Tuesday, August 31, 2021

Genki Shadowcast Review

 By: Patrick Morris

Getting burned funding a kickstarter one time was enough for me to pledge to never fund one again. But when Genki announced their new Shadowcast the only thing that kept me true to my word was the fact that what they were promising sounded too good to be true. The potential of an HDMI to USB-C converter that allows the user to use any capable computer as a display for virtually any HDMI device with no noticeable latency and functions as a capture card for use as a creative tool or simply a means of fitting into a smaller than usual space left me feeling like someone was trying to sell me a bridge. But after it was successfully funded and became a real product instead of just an idea in someones head I was willing to spend the $45 to pick one up. After hours of testing across three different hardware configurations I am happy to say that the Genki Shadowcast is in no way snake oil as it delivers on all the kickstarter promises that I was so skeptical of just a few short months ago.


The focus of the marketing and the general feeling of using the device both left me with the sense that the Shadowcast is really primarily a means of using a computer display as a way of playing consoles on the go. Genki has definitely delivered on the promise of no added latency making the Shadowcast a smart purchase for several different groups of people that may have demand for such a device. That combined with the added capability of using the Shadowcast as a basic capture card for game capture on the go or adding a DSLR to a larger at home streaming setup makes for a feature set the likes of which can easily compete with the capabilities of several of Elgato's devices all rolled into one. The Shadowcast also features seamless Streamlabs OBS and OBS integration to allow players with a pre-existing preference for one streaming client over another to roll the device into their existing workflow with relative ease. The feature set delivered by the Shadowcast would be impressive in a single device four times the price, but at the price Genki is offering it is downright stunning.


But who is the Shadowcast really intended to be used by? The demographic that immediately comes to mind is obviously those who travel a lot for work. The reliability of having an entirely self contained console gaming setup on the go without having to rely on anyone else's hardware is definitely tempting for many of those travelers. It's ironic that in almost all of Genki's marketing the Shadowcast is presented as a means of playing Nintendo Switch while traveling as the Switch is really the only console that doesn’t become infinitely more portable with the introduction of the Shadowcast. 


On their website Genki lists the recommended technical specifications for compatibility with Shadowcast as a discrete GPU of an Nvidia GT630 at minimum. In my testing I used the Shadowcast with intel integrated graphics, a discrete AMD Radeon VII GPU, and an M1 macbook pro.

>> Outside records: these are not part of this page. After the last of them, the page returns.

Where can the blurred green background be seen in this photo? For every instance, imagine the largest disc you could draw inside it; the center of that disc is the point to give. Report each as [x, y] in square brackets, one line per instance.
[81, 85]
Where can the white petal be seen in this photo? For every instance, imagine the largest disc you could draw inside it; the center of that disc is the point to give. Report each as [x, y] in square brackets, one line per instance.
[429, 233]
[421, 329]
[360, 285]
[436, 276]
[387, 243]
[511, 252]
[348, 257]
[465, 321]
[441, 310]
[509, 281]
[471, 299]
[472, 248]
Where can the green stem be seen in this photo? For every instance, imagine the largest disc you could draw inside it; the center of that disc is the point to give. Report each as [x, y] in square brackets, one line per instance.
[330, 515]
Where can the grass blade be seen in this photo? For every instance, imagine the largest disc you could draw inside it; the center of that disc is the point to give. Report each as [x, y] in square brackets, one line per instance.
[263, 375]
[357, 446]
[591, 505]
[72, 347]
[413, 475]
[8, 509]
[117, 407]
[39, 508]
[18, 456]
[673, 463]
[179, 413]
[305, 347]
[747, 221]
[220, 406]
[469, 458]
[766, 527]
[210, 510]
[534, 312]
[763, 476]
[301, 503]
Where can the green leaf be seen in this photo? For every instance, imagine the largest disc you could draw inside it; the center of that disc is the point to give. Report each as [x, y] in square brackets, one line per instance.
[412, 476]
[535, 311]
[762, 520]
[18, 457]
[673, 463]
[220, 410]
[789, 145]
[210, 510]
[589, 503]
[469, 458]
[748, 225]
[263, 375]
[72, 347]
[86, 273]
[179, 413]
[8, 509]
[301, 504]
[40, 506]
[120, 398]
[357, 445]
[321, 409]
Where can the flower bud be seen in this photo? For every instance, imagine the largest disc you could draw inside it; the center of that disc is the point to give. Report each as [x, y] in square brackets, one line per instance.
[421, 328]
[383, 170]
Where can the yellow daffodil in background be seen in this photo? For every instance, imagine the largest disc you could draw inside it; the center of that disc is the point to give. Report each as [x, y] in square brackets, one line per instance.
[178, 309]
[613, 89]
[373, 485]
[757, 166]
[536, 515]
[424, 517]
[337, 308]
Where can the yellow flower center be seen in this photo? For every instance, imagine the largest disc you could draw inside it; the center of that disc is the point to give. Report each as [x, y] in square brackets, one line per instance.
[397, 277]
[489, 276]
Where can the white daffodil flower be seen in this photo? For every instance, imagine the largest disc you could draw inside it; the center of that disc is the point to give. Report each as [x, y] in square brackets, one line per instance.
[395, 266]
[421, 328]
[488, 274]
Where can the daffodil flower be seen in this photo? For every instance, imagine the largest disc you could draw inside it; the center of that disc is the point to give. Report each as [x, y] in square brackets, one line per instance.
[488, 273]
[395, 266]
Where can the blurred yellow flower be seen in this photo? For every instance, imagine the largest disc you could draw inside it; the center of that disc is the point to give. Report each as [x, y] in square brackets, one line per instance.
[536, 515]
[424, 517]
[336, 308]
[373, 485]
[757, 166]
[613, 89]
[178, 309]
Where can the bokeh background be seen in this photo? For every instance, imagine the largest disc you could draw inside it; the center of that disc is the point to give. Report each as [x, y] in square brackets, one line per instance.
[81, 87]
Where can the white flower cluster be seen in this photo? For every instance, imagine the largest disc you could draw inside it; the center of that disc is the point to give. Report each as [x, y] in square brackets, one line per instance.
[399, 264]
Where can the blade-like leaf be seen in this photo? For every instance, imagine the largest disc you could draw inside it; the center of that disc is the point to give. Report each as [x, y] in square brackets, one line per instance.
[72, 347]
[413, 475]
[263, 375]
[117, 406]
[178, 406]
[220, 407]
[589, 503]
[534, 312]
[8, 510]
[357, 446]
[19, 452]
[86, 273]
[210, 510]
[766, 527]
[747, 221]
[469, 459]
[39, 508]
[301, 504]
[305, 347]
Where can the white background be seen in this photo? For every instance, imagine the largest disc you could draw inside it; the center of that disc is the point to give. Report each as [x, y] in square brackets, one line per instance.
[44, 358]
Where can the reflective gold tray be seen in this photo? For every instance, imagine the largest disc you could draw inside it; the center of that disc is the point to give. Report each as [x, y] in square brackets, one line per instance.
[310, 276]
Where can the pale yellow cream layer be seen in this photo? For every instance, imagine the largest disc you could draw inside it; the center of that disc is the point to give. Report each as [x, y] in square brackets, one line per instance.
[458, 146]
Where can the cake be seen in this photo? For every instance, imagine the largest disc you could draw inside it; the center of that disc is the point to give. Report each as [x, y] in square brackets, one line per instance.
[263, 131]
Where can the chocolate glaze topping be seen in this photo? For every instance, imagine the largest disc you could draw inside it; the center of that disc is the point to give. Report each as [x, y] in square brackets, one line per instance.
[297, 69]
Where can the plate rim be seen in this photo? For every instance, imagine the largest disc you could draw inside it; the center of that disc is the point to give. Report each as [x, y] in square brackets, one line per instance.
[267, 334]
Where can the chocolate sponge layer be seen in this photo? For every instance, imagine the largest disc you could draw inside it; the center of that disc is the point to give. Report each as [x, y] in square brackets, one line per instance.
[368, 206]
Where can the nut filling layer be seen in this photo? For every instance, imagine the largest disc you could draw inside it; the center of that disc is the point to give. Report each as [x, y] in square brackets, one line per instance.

Throughout all my testing across three different hardware configurations I never experienced any perceivable degradation in quality or introduction of increased latency. The Shadowcast performed flawlessly on all three hardware configurations allowing for a more than playable experience. 


Those who will benefit from the use of a Shadowcast are not people that have a comfortable living room or desk gaming setup. The people that stand to benefit the most are without a doubt people who travel a lot for work, college kids, and parents who don’t wanna be bothered to buy their kid their own TV. Obviously people who do a lot of traveling will be able to benefit from the use of the Shadowcast because it will allow them to bring along a console of their choice, I cant help but think that the Xbox Series S would be absolutely perfect for this, and just setup for a few hours of gaming when getting back to the hotel at night. College kids, particularly those living in the dorms, will be able to bring their console gaming setup into the dorms with relative ease. And parents will finally have the option to buy a Shadowcast and tell their kids to play the consoles on their laptops instead of using the TV all the time. 


The overall user experience of the Shadowcast is stupid easy. After downloading one simple app directly from the mac app store if you're using a mac, the device is literally plug and play. Just plug everything in and start enjoying your console experience on your laptop. The Genki Arcade software designed to run in tandem with the Shadowcast offers some customization but doesn’t get as in depth as other game capture software's ive used. Genki Arcade allows the user to elect whether they would prefer to prioritize performance or resolution and while there is a noticable difference in both a lower resolution doesn’t directly impact my ability to literally play the game whereas increased input latency does. So after playing around with both for a few minutes I opted for prioritizing performance. The app also has fairly persistent buttons for recording gameplay and mic audio making the Shadowcast a great entry level capture card for any aspiring content creators by providing simple high quality gameplay clips.


Overall the feature set that the Shadowcast provides all for $45 makes it difficult not to recommend. If you or anyone you know fall into any one of the demographics I described earlier or could see yourself using it even just a few times for any of the many functions it offers I definitely recommend it. Whether youre traveling and just looking for a quiet way to unwind at your in laws or youre a 12 year old looking to start your first youtube channel the Shadowcast will deliver in a big way.